There is a parallel here to the history post-Kelo eminent domain reform, under which 45 states enacted new reforms limiting state and local governments' power to take private property to promote "economic development." In the wake of the Supreme Court's enormously unpopular 2005 ruling upholding such takings, there was broad support for curbing them, and state legislatures worked to satisfy it. But much of the resulting legislation was largely toothless, because legislators were able to satisfy public opinion without offending powerful interest groups that benefited from the status quo.

Thanks to widespread political ignorance, most of the public doesn't follow the details of legislation, and therefore can't readily tell the difference between effective reforms and largely cosmetic ones. By contrast, organized interest groups can. Legislatures have incentives to satisfy the former without antagonizing the latter, and that helps explain why many state legislatures passed weak or totally ineffective eminent domain reforms after Kelo….

Like eminent domain reform after Kelo, abolishing qualified immunity enjoys widespread public support in the wake of the death of George Floyd and the resulting public focus on police abuses. But, as in the case of eminent domain reform, the devil of qualified immunity is often in the details, and most voters probably know little about them….

It is too early to say whether qualified immunity reform will follow the same pattern as eminent domain reform….Nonetheless, reform advocates should be aware of the dangerous dynamic that can arise when interest groups and legislators can take advantage of public ignorance to water down reform efforts.
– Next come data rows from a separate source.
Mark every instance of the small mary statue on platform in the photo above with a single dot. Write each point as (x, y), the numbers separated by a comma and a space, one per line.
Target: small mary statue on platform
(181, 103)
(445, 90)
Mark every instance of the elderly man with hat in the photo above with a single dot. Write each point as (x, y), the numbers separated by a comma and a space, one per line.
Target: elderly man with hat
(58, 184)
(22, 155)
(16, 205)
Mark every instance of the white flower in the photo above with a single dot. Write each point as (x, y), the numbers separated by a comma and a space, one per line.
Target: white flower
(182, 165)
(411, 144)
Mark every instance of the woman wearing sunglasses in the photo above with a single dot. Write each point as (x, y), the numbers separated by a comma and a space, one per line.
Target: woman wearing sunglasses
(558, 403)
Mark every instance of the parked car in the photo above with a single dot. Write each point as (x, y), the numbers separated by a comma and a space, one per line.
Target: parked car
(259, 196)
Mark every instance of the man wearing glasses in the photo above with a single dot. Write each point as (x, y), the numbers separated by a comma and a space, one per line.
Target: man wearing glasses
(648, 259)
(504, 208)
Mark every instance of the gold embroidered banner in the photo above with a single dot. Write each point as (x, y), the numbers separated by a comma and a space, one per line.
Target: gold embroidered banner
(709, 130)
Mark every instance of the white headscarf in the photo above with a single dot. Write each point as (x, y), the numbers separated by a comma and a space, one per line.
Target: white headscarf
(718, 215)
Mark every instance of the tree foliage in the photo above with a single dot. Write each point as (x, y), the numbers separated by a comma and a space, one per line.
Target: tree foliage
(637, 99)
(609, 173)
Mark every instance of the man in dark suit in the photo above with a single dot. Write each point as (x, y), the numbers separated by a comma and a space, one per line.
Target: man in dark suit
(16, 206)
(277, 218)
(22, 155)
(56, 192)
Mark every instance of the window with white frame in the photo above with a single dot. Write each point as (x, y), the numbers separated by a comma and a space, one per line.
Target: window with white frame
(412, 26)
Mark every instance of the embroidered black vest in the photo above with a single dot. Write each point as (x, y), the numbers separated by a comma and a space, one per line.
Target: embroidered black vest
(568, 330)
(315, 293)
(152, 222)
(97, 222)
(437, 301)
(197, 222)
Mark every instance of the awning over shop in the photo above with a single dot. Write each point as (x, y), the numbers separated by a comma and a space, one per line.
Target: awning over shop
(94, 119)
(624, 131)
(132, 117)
There is no easy fix for this problem. But QI opponents should still continue to press both litigation and political reform efforts. Despite its limitations, post-Kelo eminent domain reform  led to real achievements, with some 20 states enacting reform laws with real teeth, and many state courts constraining "economic development" takings under their state constitutions. As I explain in detail in my book on Kelo and other writings, successful constitutional reform efforts usually rely on a combination of litigation and political mobilization for legislative reform. The two are mutually reinforcing. As the Kelo case shows, even a high-profile defeat in Court can sometimes lead to effective reform, by attracting new public attention to the issue in question.

Future law enforcement abuses might well create opportunities to refocus public attention on QI reform. Nonetheless, the struggle against QI now seems likely to become a prolonged slog. In both the Supreme Court and the political arena, hopes for a quick victory have been largely dashed.